Seeking Alpha

During the recent selloff, emerging markets and materials felt a lot more pain than the broad market. This makes some sense on two levels.

One is that both areas have outperformed the broad market for ages, and the other is that in averting risk, people sell things that are thought to be risky.

As time goes on and declines of varying magnitude come and go, you may be inclined to trade around these declines. If you do there will be some declines that you trade well, some that you trade poorly and some that you miss altogether.

The chart below shows that coming off the bottom from last week that emerging markets, as measured by iShares MSCI Emerging Market (EEM), and materials, as measured by WisdomTree International Basic Materials (DBN), have come back significantly faster than the S&P 500.

Neither of these funds are all the way back, not even close, but the extra decline felt before is now being made up with extra snapback.
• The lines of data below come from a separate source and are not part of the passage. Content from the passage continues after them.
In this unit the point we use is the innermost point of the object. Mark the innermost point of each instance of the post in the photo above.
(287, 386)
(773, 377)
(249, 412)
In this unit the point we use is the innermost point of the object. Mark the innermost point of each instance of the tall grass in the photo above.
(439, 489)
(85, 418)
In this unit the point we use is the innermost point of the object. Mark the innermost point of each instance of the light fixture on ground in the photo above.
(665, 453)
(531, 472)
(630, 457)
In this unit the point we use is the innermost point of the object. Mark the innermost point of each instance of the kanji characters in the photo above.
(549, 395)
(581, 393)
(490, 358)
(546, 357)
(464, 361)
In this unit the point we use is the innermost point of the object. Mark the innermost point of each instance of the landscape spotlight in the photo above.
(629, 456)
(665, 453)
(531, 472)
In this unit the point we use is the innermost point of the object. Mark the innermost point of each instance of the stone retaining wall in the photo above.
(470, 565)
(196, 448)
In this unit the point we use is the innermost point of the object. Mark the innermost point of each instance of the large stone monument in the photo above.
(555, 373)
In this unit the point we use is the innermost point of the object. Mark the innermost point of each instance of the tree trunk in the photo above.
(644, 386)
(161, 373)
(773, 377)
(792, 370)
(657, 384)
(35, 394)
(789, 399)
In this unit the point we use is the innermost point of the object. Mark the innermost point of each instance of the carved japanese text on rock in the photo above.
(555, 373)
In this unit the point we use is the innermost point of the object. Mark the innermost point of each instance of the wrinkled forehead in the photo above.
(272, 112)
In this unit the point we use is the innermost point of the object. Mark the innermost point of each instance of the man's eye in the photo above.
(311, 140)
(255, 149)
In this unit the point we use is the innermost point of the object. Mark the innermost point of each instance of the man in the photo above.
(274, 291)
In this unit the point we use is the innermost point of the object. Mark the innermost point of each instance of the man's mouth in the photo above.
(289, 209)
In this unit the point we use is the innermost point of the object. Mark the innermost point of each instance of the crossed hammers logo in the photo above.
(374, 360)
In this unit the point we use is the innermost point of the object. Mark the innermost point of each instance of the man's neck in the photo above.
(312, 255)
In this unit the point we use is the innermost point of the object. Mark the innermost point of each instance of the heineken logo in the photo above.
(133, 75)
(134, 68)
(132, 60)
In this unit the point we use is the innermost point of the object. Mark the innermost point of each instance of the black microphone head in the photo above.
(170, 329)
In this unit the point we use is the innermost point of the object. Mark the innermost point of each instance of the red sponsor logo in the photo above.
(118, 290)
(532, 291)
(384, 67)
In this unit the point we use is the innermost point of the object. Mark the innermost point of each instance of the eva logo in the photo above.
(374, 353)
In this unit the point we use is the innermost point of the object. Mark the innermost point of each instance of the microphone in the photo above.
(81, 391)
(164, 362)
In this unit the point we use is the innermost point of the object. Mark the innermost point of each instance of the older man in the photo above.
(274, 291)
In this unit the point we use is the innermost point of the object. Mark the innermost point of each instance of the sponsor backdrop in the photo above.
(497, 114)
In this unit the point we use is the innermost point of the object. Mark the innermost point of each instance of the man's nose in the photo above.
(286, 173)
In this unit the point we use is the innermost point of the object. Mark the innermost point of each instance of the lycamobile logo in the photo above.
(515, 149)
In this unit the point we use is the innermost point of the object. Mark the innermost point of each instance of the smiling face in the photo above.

If the market indeed takes back essentially all of what it gave up earlier this month it makes sense to think that these other areas will take back most of their respective declines as well.
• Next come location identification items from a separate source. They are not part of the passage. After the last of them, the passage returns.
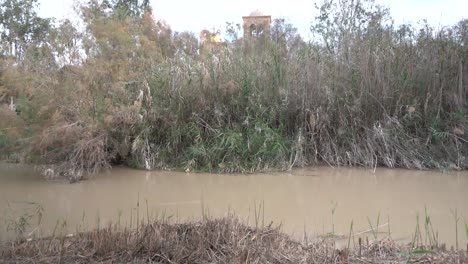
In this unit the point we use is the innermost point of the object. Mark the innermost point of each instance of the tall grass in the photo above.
(369, 95)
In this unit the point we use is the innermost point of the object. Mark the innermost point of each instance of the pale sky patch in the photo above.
(212, 14)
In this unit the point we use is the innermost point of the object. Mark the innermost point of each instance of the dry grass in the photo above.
(213, 241)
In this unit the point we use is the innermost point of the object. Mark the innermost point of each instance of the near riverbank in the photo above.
(225, 240)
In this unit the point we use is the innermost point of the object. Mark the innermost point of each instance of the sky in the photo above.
(196, 15)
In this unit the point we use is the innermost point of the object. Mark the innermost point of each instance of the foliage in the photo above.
(129, 90)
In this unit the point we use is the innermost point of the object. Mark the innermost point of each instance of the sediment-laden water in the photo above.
(319, 200)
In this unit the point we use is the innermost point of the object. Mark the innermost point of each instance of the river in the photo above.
(316, 200)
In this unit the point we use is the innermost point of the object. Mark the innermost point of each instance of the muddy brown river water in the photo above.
(318, 200)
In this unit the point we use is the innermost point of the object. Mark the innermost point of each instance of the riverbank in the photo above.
(371, 95)
(225, 240)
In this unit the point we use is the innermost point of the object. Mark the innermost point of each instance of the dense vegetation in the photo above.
(125, 89)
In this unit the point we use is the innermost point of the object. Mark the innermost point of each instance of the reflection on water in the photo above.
(301, 200)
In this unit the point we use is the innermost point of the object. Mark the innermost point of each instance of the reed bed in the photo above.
(362, 92)
(225, 240)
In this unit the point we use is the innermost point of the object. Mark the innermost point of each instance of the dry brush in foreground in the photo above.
(225, 240)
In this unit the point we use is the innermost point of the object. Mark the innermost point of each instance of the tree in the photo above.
(20, 26)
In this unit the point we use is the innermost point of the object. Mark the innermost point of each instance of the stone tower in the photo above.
(256, 26)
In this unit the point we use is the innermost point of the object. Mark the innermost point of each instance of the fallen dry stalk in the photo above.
(225, 240)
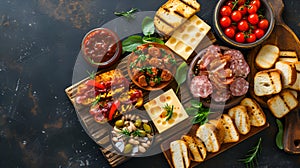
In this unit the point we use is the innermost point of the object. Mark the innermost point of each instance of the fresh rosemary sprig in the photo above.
(251, 158)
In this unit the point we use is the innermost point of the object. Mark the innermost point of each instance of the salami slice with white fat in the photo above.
(201, 86)
(239, 87)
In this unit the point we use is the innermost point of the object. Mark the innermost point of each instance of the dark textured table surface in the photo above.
(39, 44)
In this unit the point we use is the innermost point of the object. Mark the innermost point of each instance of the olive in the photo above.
(138, 123)
(128, 148)
(119, 123)
(147, 128)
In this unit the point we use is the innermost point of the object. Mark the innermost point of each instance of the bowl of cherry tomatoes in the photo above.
(243, 23)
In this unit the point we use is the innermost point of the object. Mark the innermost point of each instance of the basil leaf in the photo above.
(131, 43)
(148, 26)
(180, 75)
(152, 39)
(279, 136)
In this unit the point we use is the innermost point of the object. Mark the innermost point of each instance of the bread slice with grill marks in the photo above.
(173, 13)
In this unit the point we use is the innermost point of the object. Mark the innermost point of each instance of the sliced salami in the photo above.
(201, 86)
(239, 87)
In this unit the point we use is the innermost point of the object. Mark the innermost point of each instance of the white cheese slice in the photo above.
(155, 109)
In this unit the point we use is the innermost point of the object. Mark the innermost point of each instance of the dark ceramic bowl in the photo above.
(268, 13)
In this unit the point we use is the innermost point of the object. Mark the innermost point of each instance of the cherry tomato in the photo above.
(236, 15)
(243, 25)
(252, 9)
(256, 3)
(225, 21)
(225, 11)
(253, 18)
(251, 38)
(242, 9)
(230, 32)
(263, 24)
(259, 33)
(240, 37)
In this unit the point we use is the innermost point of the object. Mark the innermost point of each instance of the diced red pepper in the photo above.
(92, 82)
(113, 109)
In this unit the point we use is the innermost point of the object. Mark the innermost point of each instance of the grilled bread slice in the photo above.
(179, 154)
(173, 13)
(282, 103)
(231, 134)
(267, 82)
(256, 114)
(241, 119)
(288, 72)
(288, 56)
(210, 136)
(196, 148)
(267, 56)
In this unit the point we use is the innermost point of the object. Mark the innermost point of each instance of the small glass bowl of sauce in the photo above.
(101, 47)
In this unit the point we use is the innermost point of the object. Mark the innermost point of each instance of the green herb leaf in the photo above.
(131, 43)
(279, 136)
(250, 159)
(180, 75)
(148, 26)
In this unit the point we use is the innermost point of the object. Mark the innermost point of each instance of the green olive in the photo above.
(138, 123)
(119, 123)
(128, 148)
(147, 128)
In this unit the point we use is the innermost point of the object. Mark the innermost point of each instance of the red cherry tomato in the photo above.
(259, 33)
(253, 18)
(225, 21)
(243, 25)
(252, 9)
(263, 24)
(256, 3)
(240, 37)
(230, 32)
(242, 9)
(225, 11)
(236, 15)
(251, 38)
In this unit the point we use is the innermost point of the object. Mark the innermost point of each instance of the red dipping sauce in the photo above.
(101, 47)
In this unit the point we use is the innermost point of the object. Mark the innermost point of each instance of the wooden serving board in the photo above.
(283, 37)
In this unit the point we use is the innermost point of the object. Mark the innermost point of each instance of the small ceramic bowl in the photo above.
(101, 47)
(267, 12)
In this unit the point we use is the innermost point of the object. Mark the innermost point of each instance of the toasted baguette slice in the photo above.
(267, 56)
(179, 154)
(256, 114)
(267, 82)
(196, 148)
(288, 56)
(241, 119)
(173, 13)
(231, 134)
(282, 103)
(296, 85)
(209, 135)
(288, 72)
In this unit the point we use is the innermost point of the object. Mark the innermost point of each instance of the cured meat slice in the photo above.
(201, 86)
(239, 87)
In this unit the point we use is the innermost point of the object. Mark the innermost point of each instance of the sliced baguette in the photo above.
(282, 103)
(267, 82)
(231, 134)
(256, 114)
(288, 72)
(267, 56)
(179, 154)
(288, 56)
(196, 148)
(241, 119)
(209, 135)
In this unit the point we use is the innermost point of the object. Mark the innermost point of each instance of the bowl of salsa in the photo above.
(101, 47)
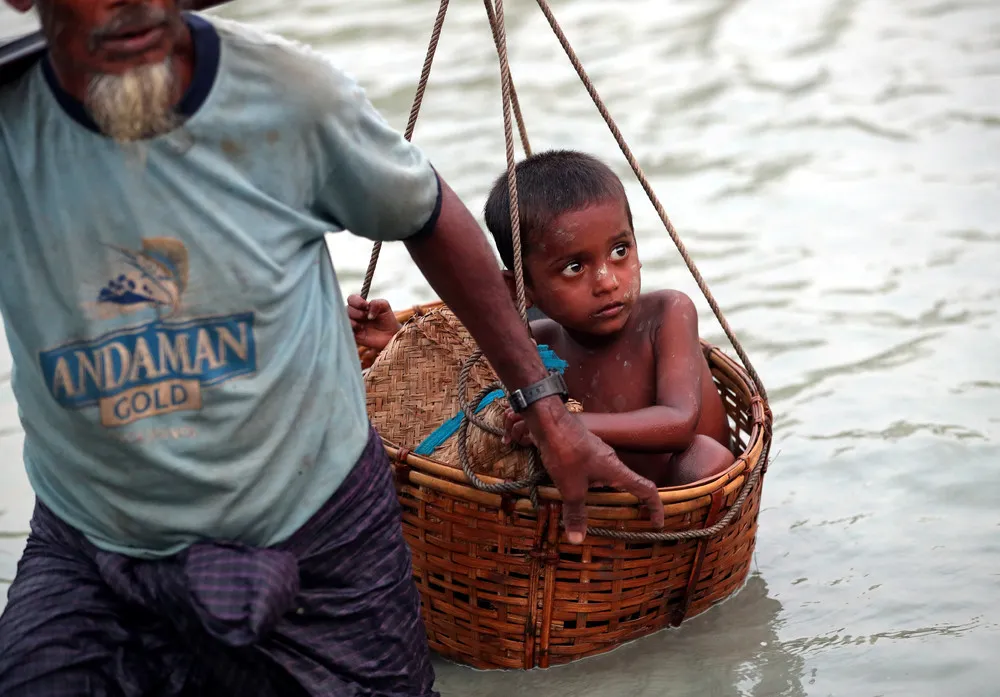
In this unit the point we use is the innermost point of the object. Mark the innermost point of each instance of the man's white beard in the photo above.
(134, 105)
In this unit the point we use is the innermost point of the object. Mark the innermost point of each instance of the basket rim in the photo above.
(685, 493)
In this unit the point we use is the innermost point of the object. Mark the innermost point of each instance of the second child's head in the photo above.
(578, 250)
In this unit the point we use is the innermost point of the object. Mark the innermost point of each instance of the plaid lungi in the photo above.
(331, 611)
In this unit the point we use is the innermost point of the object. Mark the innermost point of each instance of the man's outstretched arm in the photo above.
(456, 260)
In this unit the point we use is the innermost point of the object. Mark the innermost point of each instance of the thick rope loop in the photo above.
(411, 124)
(495, 13)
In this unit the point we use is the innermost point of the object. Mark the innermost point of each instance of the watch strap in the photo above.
(546, 387)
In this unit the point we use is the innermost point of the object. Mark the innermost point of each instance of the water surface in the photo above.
(833, 167)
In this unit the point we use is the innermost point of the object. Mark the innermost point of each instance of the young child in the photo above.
(635, 360)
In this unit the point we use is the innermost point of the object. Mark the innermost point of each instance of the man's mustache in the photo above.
(132, 19)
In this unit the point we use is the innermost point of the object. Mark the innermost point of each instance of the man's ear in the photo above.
(508, 277)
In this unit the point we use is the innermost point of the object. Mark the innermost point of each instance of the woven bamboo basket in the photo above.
(501, 588)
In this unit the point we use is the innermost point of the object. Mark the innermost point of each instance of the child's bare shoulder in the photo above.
(546, 331)
(667, 306)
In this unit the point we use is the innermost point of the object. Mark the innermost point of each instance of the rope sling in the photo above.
(512, 113)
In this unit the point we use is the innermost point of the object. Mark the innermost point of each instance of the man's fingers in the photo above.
(378, 306)
(575, 520)
(645, 491)
(357, 301)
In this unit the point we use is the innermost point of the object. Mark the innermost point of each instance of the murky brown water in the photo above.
(834, 167)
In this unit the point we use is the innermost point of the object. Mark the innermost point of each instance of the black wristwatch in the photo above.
(547, 387)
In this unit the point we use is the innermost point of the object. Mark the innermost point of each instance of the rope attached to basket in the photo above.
(495, 13)
(411, 124)
(418, 100)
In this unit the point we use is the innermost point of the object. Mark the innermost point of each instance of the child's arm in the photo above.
(374, 323)
(669, 425)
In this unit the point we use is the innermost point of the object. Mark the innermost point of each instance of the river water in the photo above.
(834, 168)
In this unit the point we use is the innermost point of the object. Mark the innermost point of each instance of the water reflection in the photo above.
(733, 650)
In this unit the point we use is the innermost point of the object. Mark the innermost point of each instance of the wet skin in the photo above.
(635, 360)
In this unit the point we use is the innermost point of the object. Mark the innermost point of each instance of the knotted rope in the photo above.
(495, 13)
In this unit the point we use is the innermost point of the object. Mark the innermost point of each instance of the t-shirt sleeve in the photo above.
(369, 178)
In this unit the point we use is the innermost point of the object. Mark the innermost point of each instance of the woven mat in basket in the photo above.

To be clear, this post is not about predicting what comes next. The point is to create some context around fast declines and what happens if you miss them or maybe to point out that some folks will be better off not trading them. A recurring point on this site has been that fast declines are usually followed by fast snapbacks which is what we have had so far. That is not to say that a slow decline may not be next because some sort of decline could be the next thing but panicking into fast declines is the wrong trade because there is some snapback.

Anyone who struggled emotionally earlier in the month with their portfolio might want to think about some changes now, before, or in case the market panics again. I have no trade to make in that context, but some folks might.